インクルージョン・ガールズ(リメイク版)
水月 友
第1話 おでかけ
―それは中学1年の秋。
そのパン屋さんは、私の大のお気に入りだった。どのパンも美味しそうなものばかりで、お母さんがパートの帰りに買ってきてくれるのが、とても楽しみだった。
でもそのお店は家から遠いところにあったから、車かバスで行かなければならなかった。私は普段から車椅子を使っていて、一人でバスに乗ったことがなかった。
前に一度お母さんが車に乗せてくれて、そのお店に連れて行ってくれた。お店の中はパンのとってもいい香りがして、色がきれいでかわいい形のパンがたくさんあった。
だけど、車椅子では一人で遠出なんかできないし、お買い物なんか無理だった。
本当は自分で好きなものを選んでみたかったけど。
先週、学校で先生が道徳の時間に、車椅子でも一人でバスに乗れるという話をしてくれた。
今の最新式のバスには、シートを外して車椅子が乗れるようなスペースができることや、運転手さんにも介助方法の勉強をしてもらっていることが、教材のビデオで流れていた。
これからは共生社会だから、周囲の人が協力してくれて、私のような状態でも、自由に好きなところに行くことができると言ってくれた。
そうなんだ!なんて素晴らしいことだろう!もうお母さんに頼まなくても、自分でバスに乗って、好きな時にお買い物に行けるんだ!
そして、その日がやって来た。
私は、ワクワクしながらバス停でバスを待っていた。交差点の角からバスが見えた。行き先表示の横に車椅子のマークも付いている。
よし!がんばってこれから一人で買い物に行くよ!
停留所の前でバスが止まった。ドアが開き、運転手さんが来るのを待っていると、ドア横のインターフォンから運転手さんの声が聞こえた。
「え、乗るの?」
「はい!乗ります!」
ちぇ、と舌打ちしたような声が聞こえた。なんのことか分からず、そのまま待っていると、運転手さんがバスのドア前にある座席を指さし、そこに座っている乗客に話しかけた。

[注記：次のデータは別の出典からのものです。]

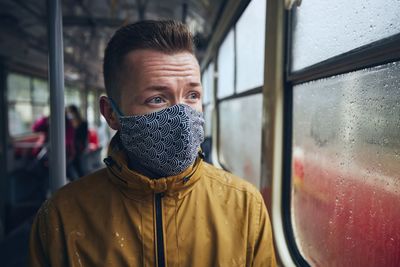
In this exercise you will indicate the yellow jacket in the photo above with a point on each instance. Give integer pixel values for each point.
(113, 218)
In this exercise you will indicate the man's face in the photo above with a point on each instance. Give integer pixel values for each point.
(152, 80)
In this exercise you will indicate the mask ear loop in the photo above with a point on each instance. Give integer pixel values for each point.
(115, 107)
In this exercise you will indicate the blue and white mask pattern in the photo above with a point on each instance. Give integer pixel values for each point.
(166, 141)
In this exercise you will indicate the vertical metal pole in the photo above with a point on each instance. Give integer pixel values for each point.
(56, 81)
(4, 179)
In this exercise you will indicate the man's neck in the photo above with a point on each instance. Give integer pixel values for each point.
(134, 164)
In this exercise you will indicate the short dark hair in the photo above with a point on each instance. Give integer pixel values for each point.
(166, 36)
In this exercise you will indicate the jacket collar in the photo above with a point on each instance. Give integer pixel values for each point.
(135, 185)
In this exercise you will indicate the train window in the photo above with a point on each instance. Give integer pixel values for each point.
(40, 91)
(91, 107)
(19, 87)
(208, 89)
(72, 96)
(226, 66)
(27, 101)
(208, 84)
(250, 56)
(241, 152)
(345, 168)
(324, 29)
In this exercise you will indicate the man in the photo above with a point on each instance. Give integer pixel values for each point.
(157, 203)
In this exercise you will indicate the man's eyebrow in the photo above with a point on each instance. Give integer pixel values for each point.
(157, 87)
(194, 84)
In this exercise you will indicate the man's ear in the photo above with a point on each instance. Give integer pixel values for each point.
(108, 113)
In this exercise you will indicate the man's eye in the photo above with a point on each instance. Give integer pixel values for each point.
(156, 100)
(194, 95)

「お客さん、ここに車椅子が入るので、席空けてもらえるかな?ほらここに『車椅子の人が来たらご協力をお願いします』って書いてあるでしょ?」
座っている人は、ぶつぶつ言いながら立ち上がった。運転手さんはその座席を外してスペースを開けてくれた。
リフトで車内に乗り込み車いすがベルトで固定されている間、バスは停車したままで、周囲の乗客からの視線が私に突き刺さった。
「かんべんしてくれよ、なんで俺が立たなきゃいけないんだよ」
「一人で乗れないんなら、乗るなよ」
「なんでこのバスなんだよ、こっちは急いでるんだよ、次のバスにしろよ」
声になっては聞こえないけれど、そう言われている気がした。
自分が恥ずかしくなって、助けを求めるように、近くに立っていた若いお姉さんの方を見上げると、すぐに顔を逸らされた。
とても不安になったけど、がまんして先生の言ったことを思い出すようにしていた。
あ、でも。
目指すパン屋さんは、バスの終点である駅前の一つ手前で降りなければならない。ほとんどの人は、きっと駅前で降りるだろう。
私が降りるためには、また時間がかかってしまい、乗っている人に迷惑をかけてしまう。電車に乗るのに急いでいる人もいるだろう。今度は本当に怒り出す人がいるかも。
そう思うと怖くなって、ここで降ります、って言い出せなくて、そのまま終点まで黙って乗っていた。
運転手さんは、全部の乗客が降りたあと、私の手伝いをしてくれた。そして最後に、気を付けて行きな、とぶっきらぼうに声をかけてくれた。
そこからパン屋さんまで、停留所一つ分、車椅子で走った。ありったけの腕の力で、全速力で走った。
ふらふらになりながらパン屋さんのドアを開けると、私は大声で泣き出してしまった。
お客さんがびっくりして、店員さんがあわてて駆け寄って来て、私を優しくなだめてくれた。
でも、何も説明できなくて、私はただ泣きじゃくったままだった。
―先生のうそつき。そんな夢みたいな世界、あるわけないじゃない。
ひとしきり泣いて落ち着いたところで、店員さんに母の連絡先を伝えた。
すぐに母がパート先から私を迎えに来た。店員さんは母の顔を知っており、私のお店での様子を説明してくれた。
でも私が何も話さないので、二人とも事情がわからず、ちょっと困った様子だった。
帰りの車の中で、母に少しずつ今日起きた出来事を話した。
勝手に一人で出かけて、みんなに迷惑をかけてしまったと、ただ泣いて謝るばかりの私を叱ることもしないで、怖かったね、よくがんばったね、と車を止めて、ずっと私を抱きしめて頭を撫でていてくれた。
私の頭を撫でながら、母も泣いていた。